By The Editorial Board – Jan. 5, 2026 5:20 pm ET – Wall Street Journal
Minnesota Gov. Tim Walz announced today that he is abandoning his re-election campaign for governor at the State Capitol building in St. Paul. Stephen Maturen/Getty Images
It isn’t often that politicians pay a price for the failures of government. But on Monday we may have seen a rare and welcome example as Minnesota Gov. Tim Walz ended his campaign for a third term in November. The transparent reason is that the state’s sundry welfare scams have become a political vulnerability for him and his fellow Democrats.
More than 90 defendants have been charged in schemes to defraud Minnesota’s various welfare programs. The first indictments were filed under Joe Biden and involved a pandemic-era program for feeding children when schools were closed. But the scope of the investigations has grown as prosecutors uncover how more programs were looted.
Defendants allegedly set up sham businesses and falsely claimed to provide meals to children; paid kickbacks to parents to enroll kids without autism in autism “treatment;” and billed Medicaid for phony housing services to addicts, among other scams. Some state workers raised red flags about the apparent fraud, but the money kept flowing.
Mr. Walz at first defended the welfare grift as a regrettable consequence of his state’s charity. “Right now, we’re the most generous state in the nation when it comes to these programs and services—and we should be proud of that,” he said last April. He has largely stuck to that line, though he has recently promised under political pressure to do more to stop criminals.
As the welfare heist has drawn national attention, Democrats have blamed Mr. Walz and claimed the problems are isolated to Minnesota. While the state’s lax spending oversight enabled the fraud, its vast entitlement programs invited it. When government throws around money with little concern for results, this is what happens.

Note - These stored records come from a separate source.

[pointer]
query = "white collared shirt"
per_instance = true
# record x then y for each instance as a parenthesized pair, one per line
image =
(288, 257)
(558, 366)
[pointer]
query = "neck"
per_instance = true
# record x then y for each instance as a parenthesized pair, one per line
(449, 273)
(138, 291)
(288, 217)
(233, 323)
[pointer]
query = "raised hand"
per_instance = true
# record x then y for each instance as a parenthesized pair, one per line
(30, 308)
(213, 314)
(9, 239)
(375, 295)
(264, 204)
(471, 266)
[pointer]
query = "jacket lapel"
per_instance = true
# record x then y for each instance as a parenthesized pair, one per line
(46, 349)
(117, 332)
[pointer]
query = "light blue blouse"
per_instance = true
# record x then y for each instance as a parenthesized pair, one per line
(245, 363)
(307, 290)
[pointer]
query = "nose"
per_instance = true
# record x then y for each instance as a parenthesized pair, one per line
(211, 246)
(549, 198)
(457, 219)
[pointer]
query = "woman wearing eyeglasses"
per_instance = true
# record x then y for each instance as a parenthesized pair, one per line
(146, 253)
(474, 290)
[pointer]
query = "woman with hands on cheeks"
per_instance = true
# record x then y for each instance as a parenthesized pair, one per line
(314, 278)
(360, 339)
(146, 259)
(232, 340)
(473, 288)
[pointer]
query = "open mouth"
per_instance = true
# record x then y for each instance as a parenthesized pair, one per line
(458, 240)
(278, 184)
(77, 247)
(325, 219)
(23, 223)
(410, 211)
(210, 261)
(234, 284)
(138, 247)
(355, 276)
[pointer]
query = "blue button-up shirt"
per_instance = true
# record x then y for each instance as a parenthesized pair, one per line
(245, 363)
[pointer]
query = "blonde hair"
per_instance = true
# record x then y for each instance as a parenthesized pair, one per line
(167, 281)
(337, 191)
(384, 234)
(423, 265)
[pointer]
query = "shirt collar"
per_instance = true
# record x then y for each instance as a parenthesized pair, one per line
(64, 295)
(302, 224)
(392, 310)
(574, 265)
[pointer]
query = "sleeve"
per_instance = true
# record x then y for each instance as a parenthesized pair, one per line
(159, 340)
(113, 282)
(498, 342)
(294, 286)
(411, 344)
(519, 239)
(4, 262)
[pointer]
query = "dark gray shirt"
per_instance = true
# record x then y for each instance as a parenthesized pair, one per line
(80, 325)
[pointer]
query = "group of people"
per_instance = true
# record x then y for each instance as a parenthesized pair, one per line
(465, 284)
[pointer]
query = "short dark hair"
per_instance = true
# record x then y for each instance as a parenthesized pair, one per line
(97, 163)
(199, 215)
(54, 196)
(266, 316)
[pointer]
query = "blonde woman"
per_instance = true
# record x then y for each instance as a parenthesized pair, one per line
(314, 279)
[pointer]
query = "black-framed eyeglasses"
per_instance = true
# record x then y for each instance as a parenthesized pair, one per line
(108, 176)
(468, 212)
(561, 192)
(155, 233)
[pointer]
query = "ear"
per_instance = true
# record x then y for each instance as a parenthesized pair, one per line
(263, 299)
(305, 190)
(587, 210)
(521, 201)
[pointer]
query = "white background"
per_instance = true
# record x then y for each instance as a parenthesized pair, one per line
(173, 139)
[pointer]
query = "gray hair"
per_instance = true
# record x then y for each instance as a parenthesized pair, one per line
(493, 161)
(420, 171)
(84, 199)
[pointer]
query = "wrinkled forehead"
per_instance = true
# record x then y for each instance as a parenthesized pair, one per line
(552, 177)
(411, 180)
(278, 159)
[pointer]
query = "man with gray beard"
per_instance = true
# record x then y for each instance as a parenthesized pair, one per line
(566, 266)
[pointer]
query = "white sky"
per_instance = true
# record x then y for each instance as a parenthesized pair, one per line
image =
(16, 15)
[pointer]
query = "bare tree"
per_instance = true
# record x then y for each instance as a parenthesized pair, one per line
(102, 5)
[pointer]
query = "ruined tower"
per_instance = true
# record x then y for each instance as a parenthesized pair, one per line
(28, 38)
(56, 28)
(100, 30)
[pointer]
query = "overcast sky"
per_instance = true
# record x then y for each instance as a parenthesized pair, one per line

Democrats for years have hailed Minnesota as a Midwest model of progressive governance, with its high taxes and Scandinavian-style entitlements. This was among the reasons Kamala Harris tapped Mr. Walz as her running mate. Now Democrats worry that voter disgust with welfare fraud could evict Democrats from Minnesota’s statehouse in November.
Democrats boast a one-seat majority in the state Senate, and two House vacancies have given Republicans temporary control of the House. Progressives may be happy to sacrifice Mr. Walz to preserve their control in St. Paul and avoid a national debate about whether the vast tentacles of the welfare state have grown too big to manage—or justify.